Our analyses on economic support schemes show that income support positively affects the changes in finance/interest income, but it does not affect the changes in non-finance/non-interest as well as net income. Islamic banks’ finance income and net income increase more with income support than the changes in conventional banks’ interest income and net income. Stock prices of Islamic banks respond more positively to the announcement of government income support than the ones of conventional banks, while their responses do not differ when debt relief programs are announced. We conclude that Islamic banks’ accounting- and market-based performance benefits more from income support than the one of propensity-score-matched conventional banks. This performance increase can be explained by Islamic banks’ focus on private clients, whose debt repayment likelihood receives a strong stimulus from the income support programs.

The effects of economic support programs may be moderated by Islamic banks’ use of PLS finance contracts, which are known to be a source of agency problems. Therefore, we test whether Islamic banks using PLS arrangements in the pre-pandemic years have lower income changes than Islamic banks not employing these schemes when economic support is offered. Hand-collected information indicates that about 50% of the Islamic banks in our sample employ PLS schemes in their finance products. Our results show that the change in net income when COVID-19 support measures are in place is significantly higher for Islamic banks not employing PLS financing products than that of Islamic banks with PLS schemes. However, we do not find support to the higher agency problems in PLS finance contracts as we document that COVID-19 economic support programs similarly foster finance income of PLS and non-PLS employing Islamic banks.

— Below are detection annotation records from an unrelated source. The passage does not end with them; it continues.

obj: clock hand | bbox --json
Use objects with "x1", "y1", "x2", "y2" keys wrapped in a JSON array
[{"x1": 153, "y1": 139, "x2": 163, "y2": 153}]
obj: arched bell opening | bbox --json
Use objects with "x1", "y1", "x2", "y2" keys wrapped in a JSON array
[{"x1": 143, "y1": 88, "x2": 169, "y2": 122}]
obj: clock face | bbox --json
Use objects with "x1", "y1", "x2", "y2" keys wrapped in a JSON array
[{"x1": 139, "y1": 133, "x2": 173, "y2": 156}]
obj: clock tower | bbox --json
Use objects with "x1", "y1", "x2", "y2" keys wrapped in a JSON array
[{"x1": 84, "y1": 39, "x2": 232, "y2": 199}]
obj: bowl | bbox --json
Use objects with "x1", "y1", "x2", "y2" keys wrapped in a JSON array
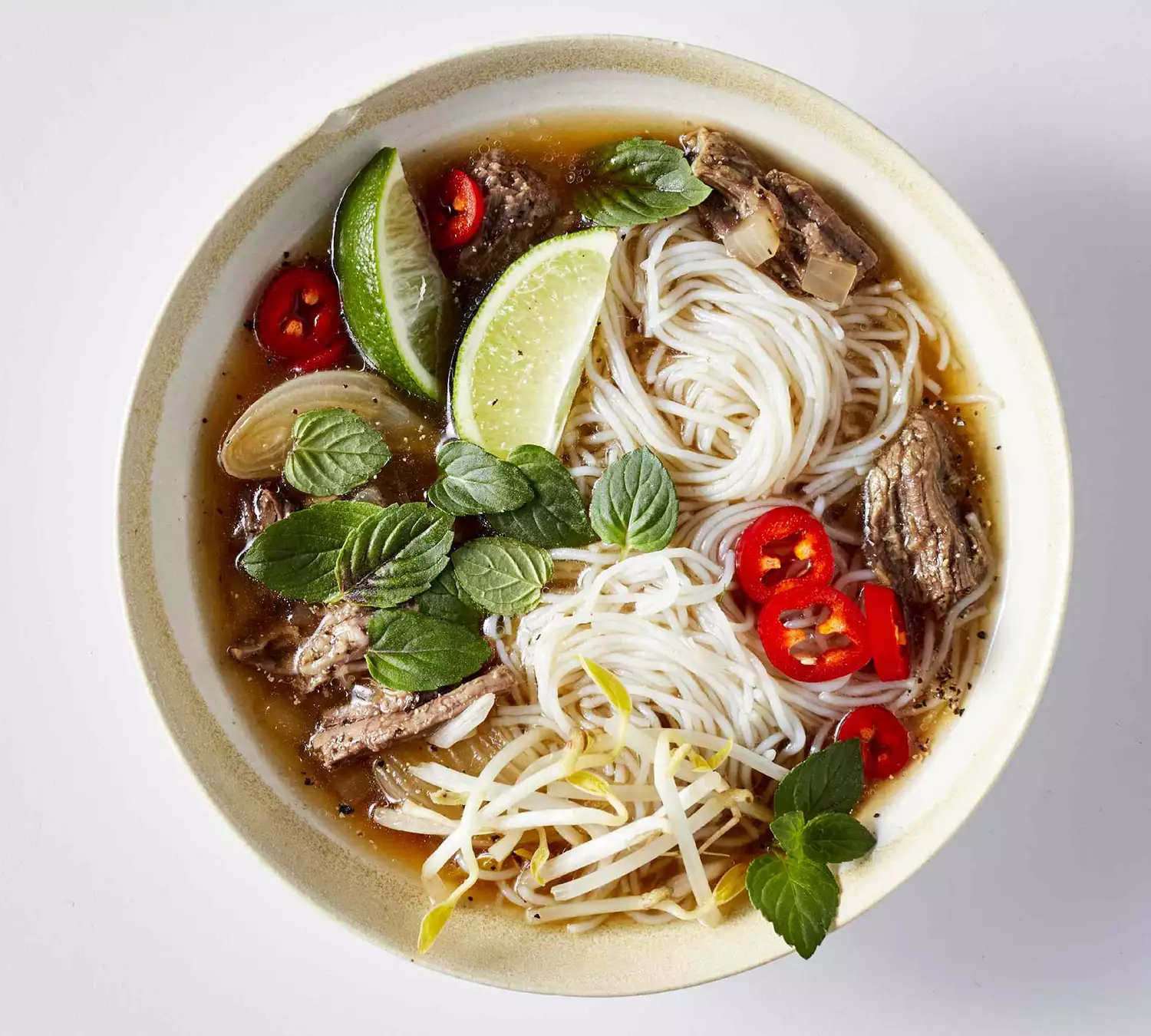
[{"x1": 119, "y1": 37, "x2": 1072, "y2": 995}]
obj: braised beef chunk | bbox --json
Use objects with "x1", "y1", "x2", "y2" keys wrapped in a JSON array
[
  {"x1": 684, "y1": 127, "x2": 879, "y2": 292},
  {"x1": 684, "y1": 126, "x2": 768, "y2": 220},
  {"x1": 296, "y1": 605, "x2": 372, "y2": 691},
  {"x1": 237, "y1": 483, "x2": 292, "y2": 543},
  {"x1": 456, "y1": 149, "x2": 557, "y2": 281},
  {"x1": 308, "y1": 665, "x2": 516, "y2": 768},
  {"x1": 863, "y1": 410, "x2": 989, "y2": 619},
  {"x1": 763, "y1": 170, "x2": 879, "y2": 288},
  {"x1": 228, "y1": 605, "x2": 372, "y2": 693}
]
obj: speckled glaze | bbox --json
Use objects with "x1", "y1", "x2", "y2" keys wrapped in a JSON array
[{"x1": 119, "y1": 37, "x2": 1072, "y2": 995}]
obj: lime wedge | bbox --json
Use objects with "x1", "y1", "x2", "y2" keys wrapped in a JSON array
[
  {"x1": 451, "y1": 227, "x2": 619, "y2": 457},
  {"x1": 331, "y1": 147, "x2": 448, "y2": 400}
]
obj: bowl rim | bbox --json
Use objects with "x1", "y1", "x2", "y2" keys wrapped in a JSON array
[{"x1": 115, "y1": 34, "x2": 1074, "y2": 996}]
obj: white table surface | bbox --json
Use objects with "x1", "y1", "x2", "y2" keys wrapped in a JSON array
[{"x1": 0, "y1": 0, "x2": 1151, "y2": 1036}]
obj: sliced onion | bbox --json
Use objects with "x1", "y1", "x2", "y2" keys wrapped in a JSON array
[
  {"x1": 220, "y1": 371, "x2": 437, "y2": 479},
  {"x1": 799, "y1": 256, "x2": 859, "y2": 306},
  {"x1": 428, "y1": 695, "x2": 496, "y2": 748},
  {"x1": 723, "y1": 205, "x2": 780, "y2": 269}
]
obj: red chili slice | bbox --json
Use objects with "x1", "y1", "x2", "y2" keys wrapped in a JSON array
[
  {"x1": 428, "y1": 170, "x2": 483, "y2": 250},
  {"x1": 256, "y1": 266, "x2": 342, "y2": 363},
  {"x1": 863, "y1": 582, "x2": 912, "y2": 681},
  {"x1": 836, "y1": 706, "x2": 912, "y2": 780},
  {"x1": 736, "y1": 508, "x2": 836, "y2": 605},
  {"x1": 290, "y1": 335, "x2": 351, "y2": 374},
  {"x1": 760, "y1": 582, "x2": 872, "y2": 684}
]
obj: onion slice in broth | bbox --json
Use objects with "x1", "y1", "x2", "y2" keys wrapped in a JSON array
[{"x1": 219, "y1": 371, "x2": 437, "y2": 479}]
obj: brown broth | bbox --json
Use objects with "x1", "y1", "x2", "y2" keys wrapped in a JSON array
[{"x1": 193, "y1": 115, "x2": 998, "y2": 869}]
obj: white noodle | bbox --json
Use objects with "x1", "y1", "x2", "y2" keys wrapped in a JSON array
[{"x1": 384, "y1": 213, "x2": 992, "y2": 932}]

As with any empirical study, our study is subject to limitations. First, we consider bank income only up to the third quarter of 2021 while it is clear that the pandemic is not yet over. Nevertheless, we believe that our analysis would provide insights as a very severe drop in income and stock prices was materialized in 2020. Second, the results on the economic support measures may suffer from confounding events, as many countries install workplace closures, income support and debt relief, and other measures at the same point in time or the same quarter. While we cannot rule out confounding events in our income analysis, we rule out these events in our analysis of stock price responses. These confounding events are also the reason that we do not implement a difference-in-differences approach on the issuance of the economic support schemes because the number of treated and untreated banks, especially Islamic banks, would be much too low. Relying on two-way fixed-effects regressions in our income analysis thus means that our results should not be interpreted in a causal way.